Holistic Perspective: Sensitivity to mental health, diversity, and the health impacts of social inequality.
Insider Tip:
MMI stations focus on how you think, not just what you think—so structure your answers out loud, narrate your thought process, and don’t panic if you reach a complex or ambiguous scenario.
2. Scotland’s Healthcare Policy: Decentralized Innovation & Persistent Gaps
1. National Care Service (NCS) Bill (2024)
Scotland is pioneering the UK’s first integrated health and social care system, centralizing services under the NCS by 2026. This aims to address fragmentation in regions like Fife, where 28% of hospital beds are occupied by patients awaiting social care.

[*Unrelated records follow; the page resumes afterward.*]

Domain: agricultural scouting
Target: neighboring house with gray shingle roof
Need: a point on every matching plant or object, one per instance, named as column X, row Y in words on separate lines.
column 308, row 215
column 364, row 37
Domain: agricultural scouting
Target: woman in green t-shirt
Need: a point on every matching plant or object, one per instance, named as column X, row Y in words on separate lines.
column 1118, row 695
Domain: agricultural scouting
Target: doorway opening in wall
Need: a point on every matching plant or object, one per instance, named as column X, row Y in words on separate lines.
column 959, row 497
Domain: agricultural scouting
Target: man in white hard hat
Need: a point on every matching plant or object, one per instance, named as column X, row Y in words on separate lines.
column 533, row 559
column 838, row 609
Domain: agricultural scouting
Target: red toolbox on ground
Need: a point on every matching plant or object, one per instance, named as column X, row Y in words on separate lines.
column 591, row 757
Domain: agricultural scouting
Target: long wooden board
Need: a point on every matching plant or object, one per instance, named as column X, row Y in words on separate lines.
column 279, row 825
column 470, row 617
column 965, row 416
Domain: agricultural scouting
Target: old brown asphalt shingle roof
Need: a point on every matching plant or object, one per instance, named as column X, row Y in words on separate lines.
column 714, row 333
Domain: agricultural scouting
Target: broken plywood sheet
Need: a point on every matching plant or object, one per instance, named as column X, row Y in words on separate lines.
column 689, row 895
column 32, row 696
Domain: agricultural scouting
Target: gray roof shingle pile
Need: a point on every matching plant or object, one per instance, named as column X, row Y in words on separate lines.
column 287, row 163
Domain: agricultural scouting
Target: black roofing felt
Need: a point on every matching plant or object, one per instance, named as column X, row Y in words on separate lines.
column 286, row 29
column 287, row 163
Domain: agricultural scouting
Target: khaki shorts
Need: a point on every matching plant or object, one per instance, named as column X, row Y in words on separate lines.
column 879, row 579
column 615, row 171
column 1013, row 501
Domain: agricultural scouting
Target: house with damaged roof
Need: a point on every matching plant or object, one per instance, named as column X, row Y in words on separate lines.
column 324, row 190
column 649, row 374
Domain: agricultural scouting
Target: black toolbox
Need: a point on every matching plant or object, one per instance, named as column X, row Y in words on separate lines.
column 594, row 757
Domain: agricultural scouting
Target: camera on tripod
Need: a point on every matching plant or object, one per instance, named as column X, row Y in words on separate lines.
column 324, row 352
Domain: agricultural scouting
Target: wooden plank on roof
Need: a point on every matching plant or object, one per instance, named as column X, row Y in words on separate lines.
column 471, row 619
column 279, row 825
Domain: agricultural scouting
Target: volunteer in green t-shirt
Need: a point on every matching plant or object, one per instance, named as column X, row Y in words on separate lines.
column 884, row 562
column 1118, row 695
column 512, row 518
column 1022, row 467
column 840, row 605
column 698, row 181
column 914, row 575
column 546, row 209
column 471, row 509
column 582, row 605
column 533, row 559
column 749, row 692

St Andrews’ Role: The medical school partners with Fife Health & Social Care Partnership on rural telepsychiatry initiatives—mention this to align with their community focus.
2. Drug Deaths Crisis & Harm Reduction
Scotland has the UK’s highest drug mortality (1,197 deaths in 2023), driving policies like:
Safe Consumption Rooms: Piloted in Glasgow despite UK legal barriers.

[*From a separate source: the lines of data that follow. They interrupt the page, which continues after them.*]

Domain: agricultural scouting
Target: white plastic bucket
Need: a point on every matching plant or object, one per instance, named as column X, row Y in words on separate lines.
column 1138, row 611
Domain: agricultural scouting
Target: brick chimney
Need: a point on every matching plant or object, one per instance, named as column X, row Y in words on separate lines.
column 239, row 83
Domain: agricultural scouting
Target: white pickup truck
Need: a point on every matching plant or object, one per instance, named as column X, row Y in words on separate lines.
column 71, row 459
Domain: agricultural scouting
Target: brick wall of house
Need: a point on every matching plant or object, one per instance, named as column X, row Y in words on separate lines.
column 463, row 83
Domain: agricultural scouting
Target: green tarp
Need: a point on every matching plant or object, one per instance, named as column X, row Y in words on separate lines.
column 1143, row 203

Naloxone Expansion: Distributed via community pharmacies in Dundee and Aberdeen.
Tip: Compare Scotland’s public health approach to the U.S. opioid crisis, noting St Andrews’ research on socio-economic determinants of addiction.
3. Rural Healthcare Access
With 94% of Scotland’s land classified as rural, innovations include:
Remote & Rural General Practice Training: Mandatory for St Andrews students (e.g., placements in Shetland).
Scottish Ambulance Service’s “Retain” Program: Paramedics upskilled to treat patients at home, reducing ER overcrowding in Inverness.
3. Current Events: Local & Global Contexts
Local Flashpoints
NHS Scotland Workforce Crisis: 6,300 nursing vacancies in 2024; discuss solutions like St Andrews’ “Home-Grown Talent” pipeline for rural areas.
Maternal Health Equity: Glasgow’s maternal mortality rate is 2x Edinburgh’s; tie this to the university’s Maternal Health Observatory partnerships.
U.S. Parallels
Abortion Access Post-Roe: Contrast Scotland’s buffer zones (2023 law banning protests near clinics) with U.S. state-level bans.
Mental Health in Youth: Scotland’s 2024 School Counselling Expansion Act mirrors U.S. debates—highlight interdisciplinary collaboration (e.g., GPs working with educators).
4. The 5 Questions School of Medicine - University of St Andrews is most likely to ask during your medical school interview
“Why pursue medicine in Scotland versus other UK/U.S. systems?”
“A patient refuses a blood transfusion due to Jehovah’s Witness beliefs. How do you respond?”
“Design a community intervention for Dundee’s high COPD rates.”
“How does the National Care Service impact medical training?”
“Discuss an ethical dilemma you’ve faced. What would you change?”